The wildfire in northern Alberta has blackened more than 500,000ha, six times the size of New York City, since it erupted this month.

It has forced widespread evacuations, destroyed entire neighbourhoods in the Fort McMurray area and triggered a prolonged shutdown that has cut Canadian oil output by a million barrels a day.

The fire's footprint had already exceeded the total area burned during Alberta's entire 2015 fire season, and it jumped Thursday into the neighbouring province of Saskatchewan, although no evacuations have been ordered there so far.

The fire's growth slowed on Friday (Saturday AEST) as firefighters were helped by colder, damper weather that began a day earlier and vastly improved air quality, provincial authorities said.

"We expect to hold this fire in place over the weekend," Alberta Wildfire Manager Chad Morrison told a news conference.

Authorities plan to roughly double the number of firefighters over the next two weeks to about 2100 personnel backed by bulldozers and aircraft dumping flame retardant.

The weather, which included winds pushing flames away from key oil sands assets, offered a glimmer of hope for crude operations, Statoil saying on Friday its Leismer project was producing 13,000bpd, up from 9000bpd two days before.

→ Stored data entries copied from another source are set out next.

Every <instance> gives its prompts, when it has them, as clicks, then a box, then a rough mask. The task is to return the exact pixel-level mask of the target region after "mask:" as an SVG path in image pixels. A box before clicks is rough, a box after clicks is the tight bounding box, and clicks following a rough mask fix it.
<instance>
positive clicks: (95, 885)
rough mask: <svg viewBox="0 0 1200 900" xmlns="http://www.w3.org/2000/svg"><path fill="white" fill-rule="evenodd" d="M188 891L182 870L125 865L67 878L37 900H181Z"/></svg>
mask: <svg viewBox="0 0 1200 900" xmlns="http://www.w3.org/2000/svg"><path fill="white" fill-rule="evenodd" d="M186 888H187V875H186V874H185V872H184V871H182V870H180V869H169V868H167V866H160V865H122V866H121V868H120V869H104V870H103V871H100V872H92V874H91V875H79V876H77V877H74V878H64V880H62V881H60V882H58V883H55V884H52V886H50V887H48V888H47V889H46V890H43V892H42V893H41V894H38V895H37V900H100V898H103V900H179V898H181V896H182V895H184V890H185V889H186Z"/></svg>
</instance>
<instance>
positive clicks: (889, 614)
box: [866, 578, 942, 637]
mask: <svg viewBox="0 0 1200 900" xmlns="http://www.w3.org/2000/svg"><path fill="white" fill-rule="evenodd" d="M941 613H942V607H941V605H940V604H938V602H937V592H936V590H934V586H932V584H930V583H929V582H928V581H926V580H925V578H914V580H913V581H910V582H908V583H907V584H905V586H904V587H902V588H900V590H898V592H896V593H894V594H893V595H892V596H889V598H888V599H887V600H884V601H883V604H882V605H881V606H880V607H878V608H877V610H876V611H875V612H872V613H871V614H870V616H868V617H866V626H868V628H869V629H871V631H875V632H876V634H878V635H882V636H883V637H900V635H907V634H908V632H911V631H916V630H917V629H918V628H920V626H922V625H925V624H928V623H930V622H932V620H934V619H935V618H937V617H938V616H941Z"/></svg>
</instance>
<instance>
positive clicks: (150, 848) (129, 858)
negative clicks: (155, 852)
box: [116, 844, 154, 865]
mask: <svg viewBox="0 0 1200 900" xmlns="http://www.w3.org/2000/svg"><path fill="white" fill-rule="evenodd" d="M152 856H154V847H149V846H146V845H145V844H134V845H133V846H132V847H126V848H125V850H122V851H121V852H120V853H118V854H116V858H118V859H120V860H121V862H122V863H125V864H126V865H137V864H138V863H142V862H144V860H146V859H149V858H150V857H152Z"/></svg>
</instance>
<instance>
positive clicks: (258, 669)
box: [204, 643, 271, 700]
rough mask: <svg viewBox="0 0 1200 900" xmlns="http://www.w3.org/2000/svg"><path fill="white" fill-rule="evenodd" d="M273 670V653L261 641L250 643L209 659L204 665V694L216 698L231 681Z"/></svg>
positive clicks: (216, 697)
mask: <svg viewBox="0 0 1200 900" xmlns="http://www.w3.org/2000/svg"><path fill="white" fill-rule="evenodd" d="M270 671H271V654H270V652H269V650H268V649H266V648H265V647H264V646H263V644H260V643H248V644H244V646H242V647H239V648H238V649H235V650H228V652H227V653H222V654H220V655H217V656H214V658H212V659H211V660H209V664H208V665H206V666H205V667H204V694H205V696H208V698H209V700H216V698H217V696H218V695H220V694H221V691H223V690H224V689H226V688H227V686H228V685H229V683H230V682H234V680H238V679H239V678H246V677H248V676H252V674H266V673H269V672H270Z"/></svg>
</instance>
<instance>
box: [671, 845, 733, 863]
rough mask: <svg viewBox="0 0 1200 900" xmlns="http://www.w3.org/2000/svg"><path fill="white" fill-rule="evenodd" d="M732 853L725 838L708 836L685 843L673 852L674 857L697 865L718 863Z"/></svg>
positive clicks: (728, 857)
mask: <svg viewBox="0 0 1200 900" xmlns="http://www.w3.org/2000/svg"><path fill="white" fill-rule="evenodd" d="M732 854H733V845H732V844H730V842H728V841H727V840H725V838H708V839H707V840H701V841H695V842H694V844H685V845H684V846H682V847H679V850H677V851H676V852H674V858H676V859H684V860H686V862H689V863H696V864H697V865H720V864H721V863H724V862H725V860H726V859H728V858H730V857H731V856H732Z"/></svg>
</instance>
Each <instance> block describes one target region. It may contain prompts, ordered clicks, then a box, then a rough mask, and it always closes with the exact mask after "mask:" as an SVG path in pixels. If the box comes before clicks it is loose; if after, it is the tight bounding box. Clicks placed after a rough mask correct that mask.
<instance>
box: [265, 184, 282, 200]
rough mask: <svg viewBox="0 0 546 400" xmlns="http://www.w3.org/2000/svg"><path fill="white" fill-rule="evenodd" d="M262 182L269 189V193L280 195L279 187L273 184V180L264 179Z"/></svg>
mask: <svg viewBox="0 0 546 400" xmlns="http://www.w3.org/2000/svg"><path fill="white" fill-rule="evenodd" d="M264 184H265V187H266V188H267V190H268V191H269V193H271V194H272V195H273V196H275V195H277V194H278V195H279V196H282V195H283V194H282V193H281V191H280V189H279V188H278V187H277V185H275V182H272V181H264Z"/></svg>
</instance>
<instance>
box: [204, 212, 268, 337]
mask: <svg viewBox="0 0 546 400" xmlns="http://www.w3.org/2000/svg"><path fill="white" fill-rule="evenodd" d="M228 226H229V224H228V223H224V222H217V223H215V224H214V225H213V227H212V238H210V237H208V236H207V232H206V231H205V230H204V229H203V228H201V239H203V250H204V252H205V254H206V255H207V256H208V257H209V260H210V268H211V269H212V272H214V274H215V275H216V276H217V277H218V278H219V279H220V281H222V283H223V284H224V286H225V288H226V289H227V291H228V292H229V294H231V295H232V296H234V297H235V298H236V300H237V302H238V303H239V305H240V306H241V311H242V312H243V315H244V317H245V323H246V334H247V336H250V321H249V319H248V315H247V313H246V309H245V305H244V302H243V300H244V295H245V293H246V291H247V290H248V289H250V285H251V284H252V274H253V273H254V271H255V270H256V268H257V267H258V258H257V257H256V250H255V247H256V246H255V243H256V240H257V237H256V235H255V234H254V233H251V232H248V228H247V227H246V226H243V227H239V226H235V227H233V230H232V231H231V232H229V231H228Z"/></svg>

Imperial Oil has said it had restarted limited operations at its Kearl site, with a capacity of 194,000bpd.

A ConocoPhillips Canada spokesman said the company was "cautiously optimistic" but gave no time frame on restarting operations.

Still many operations remained shut due to the blaze, which comes on the back of a two-year slump in global crude prices.

Syncrude told customers to expect no further crude shipments for May, trading sources said on Thursday.

On Friday officials said the Suncor and Syncrude oil sands sites remained under mandatory evacuation orders along with 19 work camps north of Fort McMurray.

Some of the 90,000 evacuees who fled as the inferno breached Fort McMurray this month may be allowed to return by June 1, if air quality improves and other safety conditions are met.